La curcuma ha giocato un ruolo importante nello spiritualismo indù. Le vesti dei monaci indù erano tradizionalmente colorate con un colorante giallo fatto di curcuma. A causa della sua colorazione giallo-arancio, la curcuma era associata al sole o al Thirumal nella mitologia dell’antica religione tamil. Il giallo è il colore del chakra del plesso solare che nella medicina tradizionale tamil Siddha è un centro energetico. L’arancio è il colore del chakra sacrale.
La pianta viene usata nel Poosai (tamil) per rappresentare una forma della dea tamil Kottravai.

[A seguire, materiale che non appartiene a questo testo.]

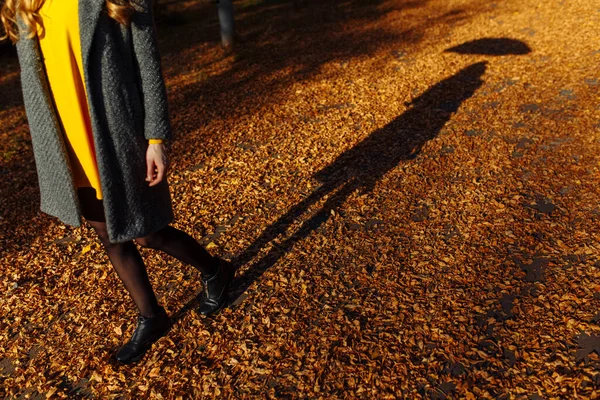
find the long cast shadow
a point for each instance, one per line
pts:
(360, 167)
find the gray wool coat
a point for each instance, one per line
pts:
(128, 105)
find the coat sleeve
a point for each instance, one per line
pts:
(157, 124)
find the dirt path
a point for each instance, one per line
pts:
(410, 190)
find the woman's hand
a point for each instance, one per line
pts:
(156, 163)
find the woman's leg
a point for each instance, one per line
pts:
(125, 257)
(217, 274)
(183, 247)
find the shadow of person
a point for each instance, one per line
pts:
(362, 166)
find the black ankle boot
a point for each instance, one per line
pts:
(148, 331)
(216, 289)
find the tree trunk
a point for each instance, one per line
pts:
(227, 22)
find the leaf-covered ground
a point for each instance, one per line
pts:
(410, 190)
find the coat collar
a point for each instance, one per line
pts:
(89, 13)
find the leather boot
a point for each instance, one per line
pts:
(148, 331)
(216, 288)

Nell’India orientale, la pianta viene usata come uno dei nove componenti della navapatrika insieme a giovane piantaggine o banano, foglie di taro, orzo (jayanti), mela di legno (bilva), melograno (darimba), asoka, manaka o manakochu, e riso paddy. Il culto Navaptrika è una parte importante dei rituali del festival di Durga.
È usato nel poosai per creare una forma di Ganesha. Yaanaimugathaan, il rimuovitore di ostacoli, viene invocato all’inizio di quasi ogni cerimonia e per questo scopo viene creata una forma di Yaanaimugathaan mescolando la curcuma con acqua e modellandola a forma di cono.
La cerimonia Haldi (chiamata Gaye holud in Bengala) (letteralmente “giallo sul corpo”) è una cerimonia osservata durante le celebrazioni dei matrimoni indù in molte parti dell’India, tra cui Bengala, Punjab, Maharashtra e Gujarat. La cerimonia si svolge uno o due giorni prima delle cerimonie matrimoniali bengalesi religiose e legali. La pasta di curcuma viene applicata dagli amici sui corpi della coppia. Si dice che ammorbidisce la pelle ma li colora anche con la caratteristica tonalità gialla che dà il nome a questa cerimonia. Può essere un evento congiunto per le famiglie degli sposi, o può consistere in eventi separati per la famiglia della sposa e la famiglia dello sposo.
Durante il festival tamil Pongal, un’intera pianta di curcuma con rizomi freschi viene offerta come offerta di ringraziamento a Suryan, il dio del sole. Inoltre, la pianta fresca viene talvolta legata attorno alla pentola Pongal in cui viene preparata un’offerta di Pongal.
Nel Tamil Nadu e nell’Andhra Pradesh, come parte del rito matrimoniale tamil/telugu, un tubero di curcuma essiccato legato con uno spago viene usato per creare una collana Thali, l’equivalente delle fedi nuziali nelle culture occidentali. Nell’India occidentale e costiera, durante i matrimoni dei popoli Marathi e Konkani, i bramini Kannada legano tuberi di curcuma con spaghi ai polsi della coppia durante una cerimonia chiamata Kankanabandhana.
Friedrich Ratzel in The History of Mankind riportò nel 1896 che in Micronesia la preparazione della polvere di curcuma per l’abbellimento di corpo, vestiti e utensili aveva carattere cerimoniale.
Poiché la curcuma e altre spezie sono comunemente vendute a peso, esiste la possibilità che vengano aggiunte polveri di agenti tossici più economici con un colore simile, come l’ossido di piombo (II, IV), che conferiscono alla curcuma un colore arancio-rosso invece del suo giallo-dorato nativo. Un altro adulterante comune nella curcuma, il giallo metanil (noto anche come giallo acido 36), è considerato un colorante illegale per uso alimentare dalla British Food Standards Agency.